Other social media users said the practice should be ‘standard on every airline’ as they praised the decision.
But some customers have raised concerns about privacy, data collection and the psychological impact on passengers.
One Twitter user said: ‘Flying already costs an arm and a leg, what next?’
A second added: ‘Looks like a massive (no pun intended) invasion of privacy to me. My mother was bulimic and obsessed with weight. Except when I was pregnant, I had never weighed myself, and neither had my siblings.
Another angry user said: ‘Finnair going to start weighing their passengers? Did I read that right? I am totally shocked! And disgusting’.

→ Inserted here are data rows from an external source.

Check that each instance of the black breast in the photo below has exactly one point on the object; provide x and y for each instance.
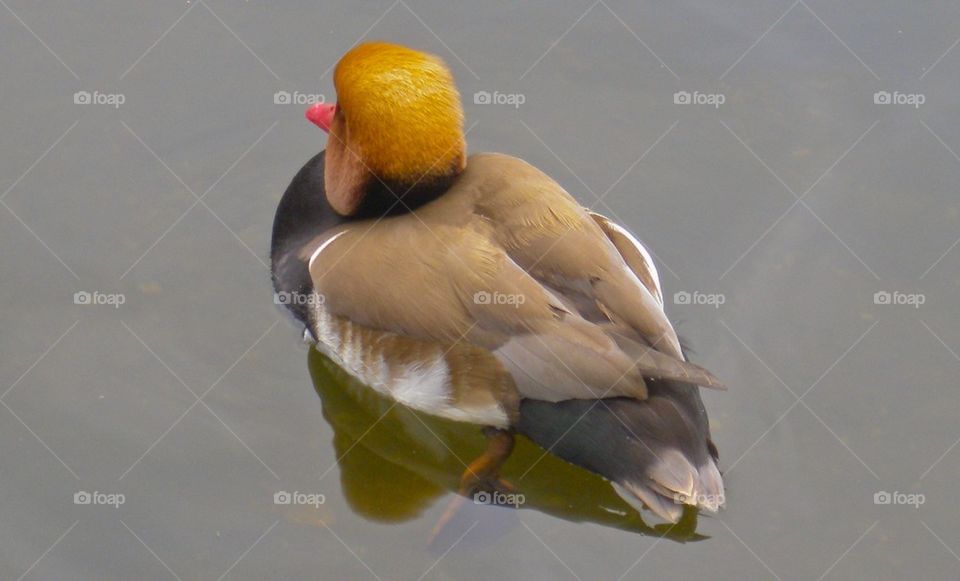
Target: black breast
(303, 214)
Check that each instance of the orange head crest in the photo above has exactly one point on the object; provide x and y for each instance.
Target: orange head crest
(398, 112)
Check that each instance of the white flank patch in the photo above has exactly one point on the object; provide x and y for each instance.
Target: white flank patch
(326, 243)
(421, 385)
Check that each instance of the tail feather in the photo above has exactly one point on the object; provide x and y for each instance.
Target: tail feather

One user dubbed the policy ‘draconian’ and added it was a sign of a ‘nanny state’.
Until now, many airlines used average weights provided by aviation authorities – assumed to be 88 kg – or collected their own data.

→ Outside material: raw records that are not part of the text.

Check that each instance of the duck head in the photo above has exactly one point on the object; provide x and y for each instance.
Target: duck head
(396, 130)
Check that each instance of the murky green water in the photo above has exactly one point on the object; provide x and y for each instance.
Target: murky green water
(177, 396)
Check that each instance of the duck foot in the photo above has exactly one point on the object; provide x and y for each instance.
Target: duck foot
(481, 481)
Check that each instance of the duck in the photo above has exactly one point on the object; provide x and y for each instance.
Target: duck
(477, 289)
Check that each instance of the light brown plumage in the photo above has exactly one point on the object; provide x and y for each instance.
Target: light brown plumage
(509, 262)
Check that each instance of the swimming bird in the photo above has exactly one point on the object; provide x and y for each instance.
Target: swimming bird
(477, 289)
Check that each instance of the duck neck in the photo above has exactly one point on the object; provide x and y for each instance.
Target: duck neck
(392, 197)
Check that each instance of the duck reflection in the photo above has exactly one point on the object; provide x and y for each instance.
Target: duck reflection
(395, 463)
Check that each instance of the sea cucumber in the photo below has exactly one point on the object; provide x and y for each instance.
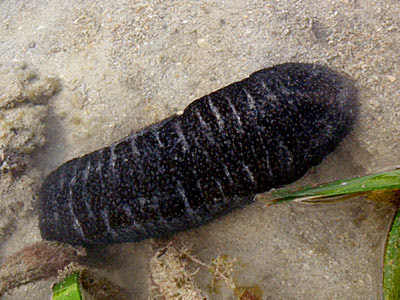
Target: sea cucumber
(253, 135)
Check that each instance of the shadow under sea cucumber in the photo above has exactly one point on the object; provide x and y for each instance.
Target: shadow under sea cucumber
(253, 135)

Finnair said no collected weight data was linked to passengers, adding: ‘Only the customer service agent working at the measurement point can see the total weight, so you can take part in the study with peace of mind.’
The scheme is voluntary, meaning that those who do not wish to be weighed will not be forced to do so.

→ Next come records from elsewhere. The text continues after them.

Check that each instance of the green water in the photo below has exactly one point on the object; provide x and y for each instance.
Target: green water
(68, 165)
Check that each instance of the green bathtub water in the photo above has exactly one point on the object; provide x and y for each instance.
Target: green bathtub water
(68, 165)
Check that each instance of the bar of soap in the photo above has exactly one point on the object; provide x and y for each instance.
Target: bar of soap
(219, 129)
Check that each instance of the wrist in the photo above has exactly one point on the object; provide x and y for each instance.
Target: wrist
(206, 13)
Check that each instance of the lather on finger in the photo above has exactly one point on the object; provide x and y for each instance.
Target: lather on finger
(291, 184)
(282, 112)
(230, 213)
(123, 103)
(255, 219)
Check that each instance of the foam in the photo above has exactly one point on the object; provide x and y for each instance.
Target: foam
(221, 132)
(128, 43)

Päivyt Tallqvist, director of communications, said The Huffington Post that Finns tend to bring a lot more weight on the plane in colder months, as they come prepared with thick, heavy coats.
“It’s part of a very strong safety culture in our organization,” Tallqvist said.
‘We want to see if the data we use for calculations is accurate. We use them for every flight, and they are important to the aircraft’s performance.
“When you explain it to (passengers), they understand.”
Finnair is not the first airline to take the initiative and measure the weight of passengers themselves.
In August last year, Korea’s largest airline, Korean Air, announced that it would begin weighing passengers at Gimpo Airport on domestic routes and Incheon Airport on international flights for a short period until September.
The company said the move was aimed at reducing wasted fuel and helping more accurately estimate the weight of the plane.
It is unclear if any other airlines have similar plans to bring in weighing in for their passengers.